Not only by its consumption of NAD+ does SIRT1 function as an energy sensor, it also mediates metabolic effects in liver, skeletal muscle, heart and adipocytes by directly deacetylating proteins that regulate gluconeogenesis, fatty acid metabolism and glycolysis [12]. Through effects on Phosphoglycerate 1 (PGAM1) and peroxisome proliferator-activated receptor alpha coactivator 1 alpha (PGC1a), SIRT1 was found a negative regulator of glycolysis in liver and skeletal muscle [12]. Contrary, through inactivation of p53 SIRT1 can stimulate glycolysis [13], underscoring the dependency on the context.
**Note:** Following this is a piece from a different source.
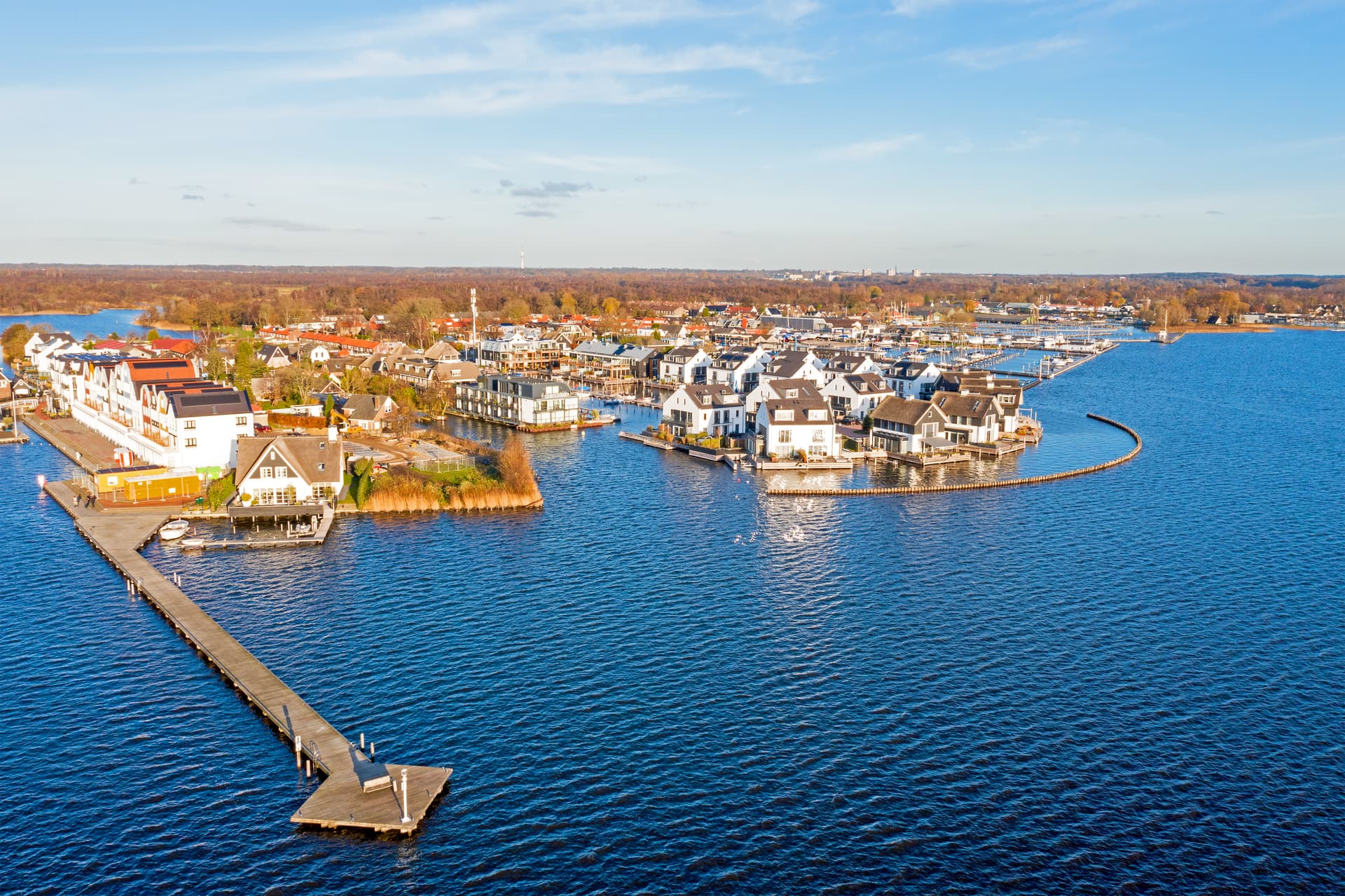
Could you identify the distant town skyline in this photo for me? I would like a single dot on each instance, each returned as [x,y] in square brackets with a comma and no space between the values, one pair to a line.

The biological functions of SIRT1 in PDAC are still poorly understood. We recently reported a role for SIRT1 in the development of pancreatic acinar-ductal metaplasia, a process that occurs in acute and chronic pancreatitis and may give rise to neoplastic lesions [14]. We now sought to explore if SIRT1 also impacts the development of (pre)tumoral lesions. In addition, we analyzed a potential metabolic regulation by SIRT1 in pancreatic lesions.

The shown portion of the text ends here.